1. С целью освоения месторождения полиметаллических руд обязать начлага Циферблатова в недельный срок наметить конкретный пункт создания ОЛП №45 для строительства железнодорожной ветки к Подтелкинскому месторождению.

2. Обеспечить в кратчайший срок жилстроительство и прочие хозяйственные мероприятия, связанные с устройством ОЛП №45, как то: постройка хлебопекарнь, бараков, бань, вошебоек и прачешных.

3. Обязать к 5 июня закончить вывозку со строительства вторых путей Забайкальской железной дороги 247 человек; со строительства Горно-Шорской железной дороги 251 человек; со строительства Чуйского и Усинского трактов 61 человек заключенных, намеченных к пересылке. Со строительства железной дороги Волочаевка-Комсомольск, добычи угля на рудниках «Артем» и «Райчиха» вторым этапом расселить в намеченной точке всех заключенных, намеченных к пересылке, согласно списков лагерных комендатур.

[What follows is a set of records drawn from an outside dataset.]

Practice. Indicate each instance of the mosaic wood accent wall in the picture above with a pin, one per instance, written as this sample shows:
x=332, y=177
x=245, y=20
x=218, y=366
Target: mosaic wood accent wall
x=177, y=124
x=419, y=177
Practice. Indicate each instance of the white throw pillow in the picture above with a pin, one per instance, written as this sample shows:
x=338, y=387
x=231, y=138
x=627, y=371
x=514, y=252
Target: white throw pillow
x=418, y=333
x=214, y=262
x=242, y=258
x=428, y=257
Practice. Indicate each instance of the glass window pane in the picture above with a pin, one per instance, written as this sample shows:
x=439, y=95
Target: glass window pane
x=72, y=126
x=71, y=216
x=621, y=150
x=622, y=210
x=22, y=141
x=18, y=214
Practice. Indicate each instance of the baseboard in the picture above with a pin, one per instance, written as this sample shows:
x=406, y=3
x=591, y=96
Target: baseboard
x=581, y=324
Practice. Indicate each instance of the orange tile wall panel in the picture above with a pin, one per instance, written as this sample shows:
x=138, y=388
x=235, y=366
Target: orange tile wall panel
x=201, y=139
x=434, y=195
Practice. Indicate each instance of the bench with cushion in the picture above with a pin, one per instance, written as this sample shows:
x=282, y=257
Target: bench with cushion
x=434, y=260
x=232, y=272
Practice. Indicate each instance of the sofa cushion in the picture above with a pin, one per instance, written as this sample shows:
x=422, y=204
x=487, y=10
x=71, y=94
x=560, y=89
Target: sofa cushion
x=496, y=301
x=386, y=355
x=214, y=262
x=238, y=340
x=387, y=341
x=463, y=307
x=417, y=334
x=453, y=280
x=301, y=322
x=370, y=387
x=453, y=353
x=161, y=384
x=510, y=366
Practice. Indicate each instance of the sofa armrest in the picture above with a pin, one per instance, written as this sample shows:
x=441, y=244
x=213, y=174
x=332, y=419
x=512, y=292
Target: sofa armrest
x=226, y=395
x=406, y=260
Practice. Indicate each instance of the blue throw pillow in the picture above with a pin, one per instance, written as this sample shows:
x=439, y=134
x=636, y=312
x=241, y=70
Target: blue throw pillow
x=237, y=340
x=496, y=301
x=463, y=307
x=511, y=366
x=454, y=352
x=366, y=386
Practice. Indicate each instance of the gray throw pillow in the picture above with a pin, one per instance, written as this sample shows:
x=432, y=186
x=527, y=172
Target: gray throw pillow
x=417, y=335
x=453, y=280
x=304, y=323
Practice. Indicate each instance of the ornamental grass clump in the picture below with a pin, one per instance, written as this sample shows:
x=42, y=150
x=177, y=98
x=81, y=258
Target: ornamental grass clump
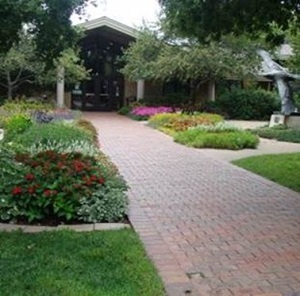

4. Силами местного населения обеспечить выпечку хлеба для полного снабжения продпайком заключенных ОЛП №45 вплоть до строительства лагерной пекарни, организовать выпечку хлеба в с. Подтелкино.

5. Начлагу т. Циферблатову в недельный срок дать Сиблагу срочную заявку о немедленной отгрузке до станции Подтелкино потребного количества стройинструментов, материалов и кухонного инвентаря.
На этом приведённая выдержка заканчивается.